Bellevue College Cloud Program Helps Meet Market Demands
Bellevue College in Washington named its continuing and career education arm the Tombolo Institute, after the word for a sandbar that joins an island to the mainland. The institute aims to similarly serve as a bridge, helping working professionals build their careers. When it comes to the cloud, officials are leaning on an ongoing partnership with Microsoft to help midcareer students grow their skills.
“We get input from the job marketplace — from the students and also from our advisory council made up of employers — and there’s definitely a gap in terms of the talent that employers are looking for and the people that want to get into the field,” says Ray Chew, director of technology at the Tombolo Institute. “There are all of these job openings, but you can’t just take a course and then expect someone to hire you tomorrow, so we’ve helped students to bridge that gap.”

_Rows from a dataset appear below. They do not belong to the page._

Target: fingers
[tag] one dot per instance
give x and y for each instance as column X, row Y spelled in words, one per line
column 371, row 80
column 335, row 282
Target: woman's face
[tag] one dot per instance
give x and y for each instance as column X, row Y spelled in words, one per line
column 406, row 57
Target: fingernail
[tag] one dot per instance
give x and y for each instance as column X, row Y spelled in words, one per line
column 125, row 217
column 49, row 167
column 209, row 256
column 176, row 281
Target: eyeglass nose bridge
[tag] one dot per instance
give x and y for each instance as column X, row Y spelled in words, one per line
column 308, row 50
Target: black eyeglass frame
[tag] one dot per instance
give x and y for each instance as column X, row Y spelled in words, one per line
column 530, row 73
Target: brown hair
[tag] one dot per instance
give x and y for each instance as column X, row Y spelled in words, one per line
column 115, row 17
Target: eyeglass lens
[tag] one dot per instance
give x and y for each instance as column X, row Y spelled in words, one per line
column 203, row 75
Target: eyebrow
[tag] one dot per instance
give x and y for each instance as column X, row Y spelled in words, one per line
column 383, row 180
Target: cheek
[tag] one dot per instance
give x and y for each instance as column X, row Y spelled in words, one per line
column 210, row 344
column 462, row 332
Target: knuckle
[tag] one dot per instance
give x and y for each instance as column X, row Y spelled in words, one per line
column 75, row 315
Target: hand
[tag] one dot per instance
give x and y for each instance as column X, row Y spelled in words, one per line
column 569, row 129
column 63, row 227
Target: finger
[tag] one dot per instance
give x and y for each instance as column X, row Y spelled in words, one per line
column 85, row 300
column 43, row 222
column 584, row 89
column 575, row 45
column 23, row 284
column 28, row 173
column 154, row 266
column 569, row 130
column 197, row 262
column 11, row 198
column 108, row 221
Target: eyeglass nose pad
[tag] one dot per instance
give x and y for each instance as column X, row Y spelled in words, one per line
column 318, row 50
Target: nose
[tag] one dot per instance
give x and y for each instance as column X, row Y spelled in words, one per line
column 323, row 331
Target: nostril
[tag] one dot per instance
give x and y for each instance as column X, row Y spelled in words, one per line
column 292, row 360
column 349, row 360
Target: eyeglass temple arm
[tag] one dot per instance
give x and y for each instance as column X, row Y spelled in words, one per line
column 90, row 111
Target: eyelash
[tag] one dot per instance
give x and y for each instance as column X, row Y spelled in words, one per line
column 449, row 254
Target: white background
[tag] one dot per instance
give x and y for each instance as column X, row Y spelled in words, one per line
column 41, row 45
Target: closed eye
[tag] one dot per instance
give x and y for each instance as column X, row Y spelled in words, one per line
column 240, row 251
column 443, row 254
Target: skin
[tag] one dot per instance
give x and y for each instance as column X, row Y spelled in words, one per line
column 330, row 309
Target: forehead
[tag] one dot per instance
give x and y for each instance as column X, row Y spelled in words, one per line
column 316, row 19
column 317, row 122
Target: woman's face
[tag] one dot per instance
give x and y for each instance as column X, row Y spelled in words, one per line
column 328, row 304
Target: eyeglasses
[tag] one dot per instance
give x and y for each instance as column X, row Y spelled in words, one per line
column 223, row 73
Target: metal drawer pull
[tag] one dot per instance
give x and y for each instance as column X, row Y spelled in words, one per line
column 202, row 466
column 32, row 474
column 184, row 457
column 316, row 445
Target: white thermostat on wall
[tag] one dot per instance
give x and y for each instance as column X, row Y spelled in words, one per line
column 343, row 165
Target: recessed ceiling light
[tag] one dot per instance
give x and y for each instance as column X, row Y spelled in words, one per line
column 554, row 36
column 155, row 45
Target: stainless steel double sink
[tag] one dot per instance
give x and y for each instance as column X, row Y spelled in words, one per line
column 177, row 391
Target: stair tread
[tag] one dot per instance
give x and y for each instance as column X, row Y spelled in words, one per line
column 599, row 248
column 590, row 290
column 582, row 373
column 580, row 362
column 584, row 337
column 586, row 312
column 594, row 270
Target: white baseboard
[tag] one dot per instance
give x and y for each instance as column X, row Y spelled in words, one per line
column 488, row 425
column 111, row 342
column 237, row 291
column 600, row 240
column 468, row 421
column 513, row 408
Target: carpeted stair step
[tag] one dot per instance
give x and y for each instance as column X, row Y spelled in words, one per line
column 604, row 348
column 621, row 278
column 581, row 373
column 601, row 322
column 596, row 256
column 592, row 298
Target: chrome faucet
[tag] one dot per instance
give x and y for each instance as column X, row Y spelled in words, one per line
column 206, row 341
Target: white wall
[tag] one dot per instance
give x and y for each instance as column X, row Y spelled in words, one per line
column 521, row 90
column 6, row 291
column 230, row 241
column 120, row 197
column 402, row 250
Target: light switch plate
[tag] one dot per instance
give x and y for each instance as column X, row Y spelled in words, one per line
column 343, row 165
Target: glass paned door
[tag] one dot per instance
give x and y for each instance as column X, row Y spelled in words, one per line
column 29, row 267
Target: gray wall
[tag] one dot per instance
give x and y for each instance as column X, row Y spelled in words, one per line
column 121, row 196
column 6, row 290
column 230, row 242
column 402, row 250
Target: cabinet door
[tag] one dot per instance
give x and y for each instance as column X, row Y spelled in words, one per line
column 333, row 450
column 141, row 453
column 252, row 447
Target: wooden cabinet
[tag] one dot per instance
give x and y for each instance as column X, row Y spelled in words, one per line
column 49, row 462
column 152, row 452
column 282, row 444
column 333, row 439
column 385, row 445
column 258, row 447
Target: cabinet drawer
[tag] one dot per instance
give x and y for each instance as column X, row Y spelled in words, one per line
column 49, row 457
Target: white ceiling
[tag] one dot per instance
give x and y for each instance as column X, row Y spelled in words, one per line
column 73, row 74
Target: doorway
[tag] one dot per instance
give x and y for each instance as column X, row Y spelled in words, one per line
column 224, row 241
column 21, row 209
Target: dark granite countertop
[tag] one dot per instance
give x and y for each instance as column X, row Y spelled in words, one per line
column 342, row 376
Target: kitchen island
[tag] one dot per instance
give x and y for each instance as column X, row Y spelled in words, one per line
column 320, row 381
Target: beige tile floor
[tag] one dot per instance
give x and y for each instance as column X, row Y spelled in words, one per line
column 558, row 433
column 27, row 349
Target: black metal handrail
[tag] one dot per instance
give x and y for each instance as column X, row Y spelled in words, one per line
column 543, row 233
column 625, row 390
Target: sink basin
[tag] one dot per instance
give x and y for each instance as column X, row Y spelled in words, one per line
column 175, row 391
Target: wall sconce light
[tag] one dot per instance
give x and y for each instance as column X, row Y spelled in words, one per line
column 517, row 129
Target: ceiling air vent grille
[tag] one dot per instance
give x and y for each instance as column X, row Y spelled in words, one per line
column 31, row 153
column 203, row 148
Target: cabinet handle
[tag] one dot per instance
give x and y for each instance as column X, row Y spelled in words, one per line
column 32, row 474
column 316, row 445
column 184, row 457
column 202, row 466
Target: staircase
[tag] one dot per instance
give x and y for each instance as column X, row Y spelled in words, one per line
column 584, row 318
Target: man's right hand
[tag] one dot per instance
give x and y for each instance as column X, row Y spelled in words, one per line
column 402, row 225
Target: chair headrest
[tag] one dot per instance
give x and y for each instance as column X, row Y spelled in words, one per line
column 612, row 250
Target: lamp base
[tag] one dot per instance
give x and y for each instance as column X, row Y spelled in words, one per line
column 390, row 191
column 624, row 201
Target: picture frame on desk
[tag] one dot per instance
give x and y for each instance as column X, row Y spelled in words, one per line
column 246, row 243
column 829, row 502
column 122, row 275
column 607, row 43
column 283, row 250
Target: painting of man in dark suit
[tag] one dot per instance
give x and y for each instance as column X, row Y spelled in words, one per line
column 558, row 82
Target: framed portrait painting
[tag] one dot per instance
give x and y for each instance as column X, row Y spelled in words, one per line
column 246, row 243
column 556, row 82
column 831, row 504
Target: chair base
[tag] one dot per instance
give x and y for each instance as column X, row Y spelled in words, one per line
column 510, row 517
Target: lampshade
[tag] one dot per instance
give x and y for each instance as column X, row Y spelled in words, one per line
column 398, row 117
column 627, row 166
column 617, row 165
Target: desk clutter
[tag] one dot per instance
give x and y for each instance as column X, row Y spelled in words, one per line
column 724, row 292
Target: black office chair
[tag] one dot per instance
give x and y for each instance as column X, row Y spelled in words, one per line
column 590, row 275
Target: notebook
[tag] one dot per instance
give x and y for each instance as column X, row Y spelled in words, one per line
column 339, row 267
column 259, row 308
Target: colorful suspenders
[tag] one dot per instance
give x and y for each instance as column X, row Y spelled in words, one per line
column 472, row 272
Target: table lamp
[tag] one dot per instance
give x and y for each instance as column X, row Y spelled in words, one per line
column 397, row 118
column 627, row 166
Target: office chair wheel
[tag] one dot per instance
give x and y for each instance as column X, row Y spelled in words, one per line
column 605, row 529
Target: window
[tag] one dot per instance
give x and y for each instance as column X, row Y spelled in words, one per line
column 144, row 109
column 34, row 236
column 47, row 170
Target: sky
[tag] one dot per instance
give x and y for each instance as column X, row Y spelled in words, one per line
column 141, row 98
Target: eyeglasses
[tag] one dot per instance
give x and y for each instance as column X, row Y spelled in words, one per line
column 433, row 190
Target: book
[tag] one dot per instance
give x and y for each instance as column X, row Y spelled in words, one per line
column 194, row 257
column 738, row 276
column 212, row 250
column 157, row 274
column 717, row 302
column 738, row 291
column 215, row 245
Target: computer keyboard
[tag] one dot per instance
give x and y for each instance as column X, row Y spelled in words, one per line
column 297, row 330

Bellevue College’s partnership with Microsoft gives the school access to the vendor’s content and resources. It also provides training for Bellevue College instructors, ensuring that courses are led by professionals with thorough knowledge about the latest tools and practices in cloud computing. Students in the program pursue Microsoft cloud certifications, making them more competitive job candidates, Chew says.
“Cloud computing touches everything today,” says Chew. “Now all of the application services are pretty much cloud-based. If you want to know the world of IT, you need to know how cloud computing works.”